Quem me conhece sabe que o único feriado nacional que realmente me anima é o 25 de Abril. Pode parecer estranho para alguém nascido nos anos 80 e, portanto, sem qualquer memória directa dos eventos entre 1974 e 1976.
No entanto, crescer em Felgueiras nos anos 80 foi ser parte de uma sociedade híbrida, entre o antes de Salazar e o depois da revolução. Foi crescer no meio de lavradores que só calçavam sapatos para ir à missa, ao médico ou à feira. De mulheres com o lenço na cabeça e foucinha presa ao avental, homens de enxada ao ombro que baixavam os olhos e tiravam a boina quando tinham de falar com o “patrão.” Das crianças que iam à escola primária de manhã e à tarde trabalhavam numa fábrica de calçado por meia dúzia de tostões.
Foi ouvir dos avós que até à revolução não havia eletricidade, casas de banho, partos em hospital, vacinas para os filhos.

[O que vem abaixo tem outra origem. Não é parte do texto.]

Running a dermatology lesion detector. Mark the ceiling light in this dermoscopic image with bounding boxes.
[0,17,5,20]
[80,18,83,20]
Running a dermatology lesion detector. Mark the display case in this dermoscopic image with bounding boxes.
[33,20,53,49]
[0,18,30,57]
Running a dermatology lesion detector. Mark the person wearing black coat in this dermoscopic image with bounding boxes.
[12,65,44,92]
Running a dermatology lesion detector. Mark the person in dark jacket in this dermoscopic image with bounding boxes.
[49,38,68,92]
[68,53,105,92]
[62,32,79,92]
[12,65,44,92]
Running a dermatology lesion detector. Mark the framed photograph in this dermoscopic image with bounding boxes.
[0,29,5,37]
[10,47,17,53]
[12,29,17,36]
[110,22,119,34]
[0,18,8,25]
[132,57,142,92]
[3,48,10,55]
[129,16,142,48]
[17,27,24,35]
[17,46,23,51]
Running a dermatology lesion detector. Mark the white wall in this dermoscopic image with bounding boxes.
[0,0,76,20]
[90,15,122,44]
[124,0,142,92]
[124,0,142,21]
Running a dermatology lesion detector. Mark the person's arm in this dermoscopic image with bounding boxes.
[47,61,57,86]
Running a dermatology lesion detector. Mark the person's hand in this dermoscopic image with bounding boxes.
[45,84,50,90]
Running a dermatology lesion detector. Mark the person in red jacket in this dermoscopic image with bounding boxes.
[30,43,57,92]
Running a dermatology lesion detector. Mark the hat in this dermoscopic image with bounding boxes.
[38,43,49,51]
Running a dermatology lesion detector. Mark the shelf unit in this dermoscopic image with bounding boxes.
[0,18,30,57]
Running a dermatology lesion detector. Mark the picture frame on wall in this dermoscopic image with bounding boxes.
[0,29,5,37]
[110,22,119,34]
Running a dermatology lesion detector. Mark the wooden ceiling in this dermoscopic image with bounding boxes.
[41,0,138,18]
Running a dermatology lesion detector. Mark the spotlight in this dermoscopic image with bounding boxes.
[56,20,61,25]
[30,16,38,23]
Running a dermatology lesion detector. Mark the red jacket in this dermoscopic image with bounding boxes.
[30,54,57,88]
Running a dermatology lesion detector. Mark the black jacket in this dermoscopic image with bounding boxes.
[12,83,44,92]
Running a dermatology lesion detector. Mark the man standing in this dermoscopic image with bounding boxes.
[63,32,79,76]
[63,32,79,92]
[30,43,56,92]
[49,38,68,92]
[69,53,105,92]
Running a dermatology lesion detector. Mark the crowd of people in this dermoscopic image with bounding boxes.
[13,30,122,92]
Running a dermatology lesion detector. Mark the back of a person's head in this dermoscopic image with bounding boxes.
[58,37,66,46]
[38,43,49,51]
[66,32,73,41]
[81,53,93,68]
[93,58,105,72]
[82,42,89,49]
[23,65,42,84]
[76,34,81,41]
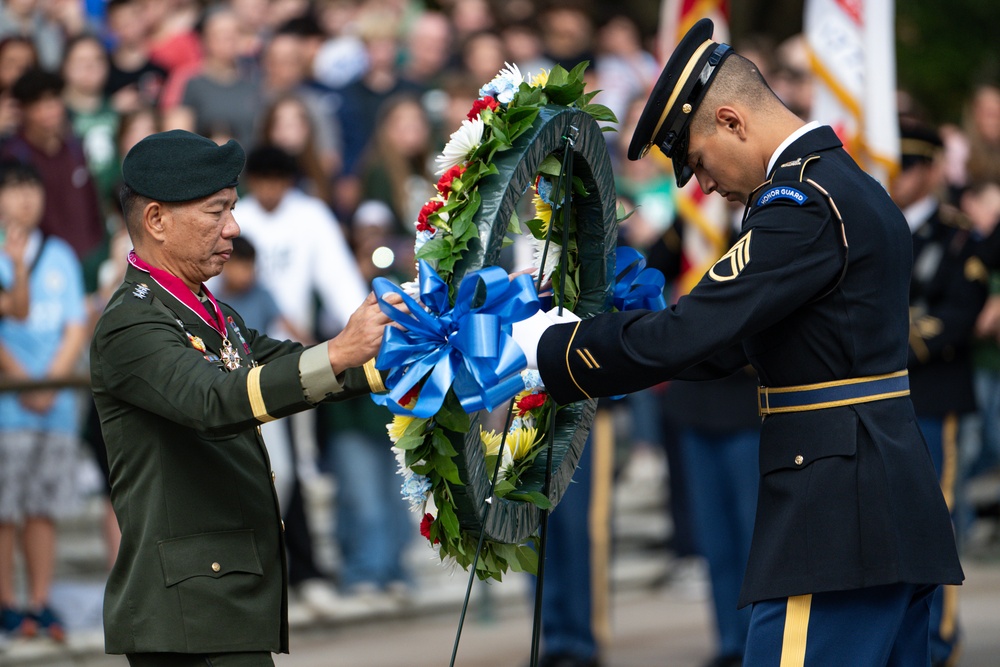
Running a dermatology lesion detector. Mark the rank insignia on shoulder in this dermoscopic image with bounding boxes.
[708,229,753,283]
[757,185,809,206]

Que o caldo se fazia de manhã e se esticava para o dia todo; que o papo seco (“biju” por Felgueiras) era só em dia de festa.
Foi perceber, ao entrar na escola, que a minha avó e o meu avô eram analfabetos e andar atrás deles no campo a tentar ensinar-lhes as letras, ou a dizer “sábado” em vez de “sábedo” ou àgua em vez de “auga.” A minha avó achava imensa graça às minhas correções — ainda consigo ouvir as gargalhadas consoladas que dava enquanto ouvia as minhas “aulas” de menina de 7 anos que achava que ela merecia saber ler e escrever.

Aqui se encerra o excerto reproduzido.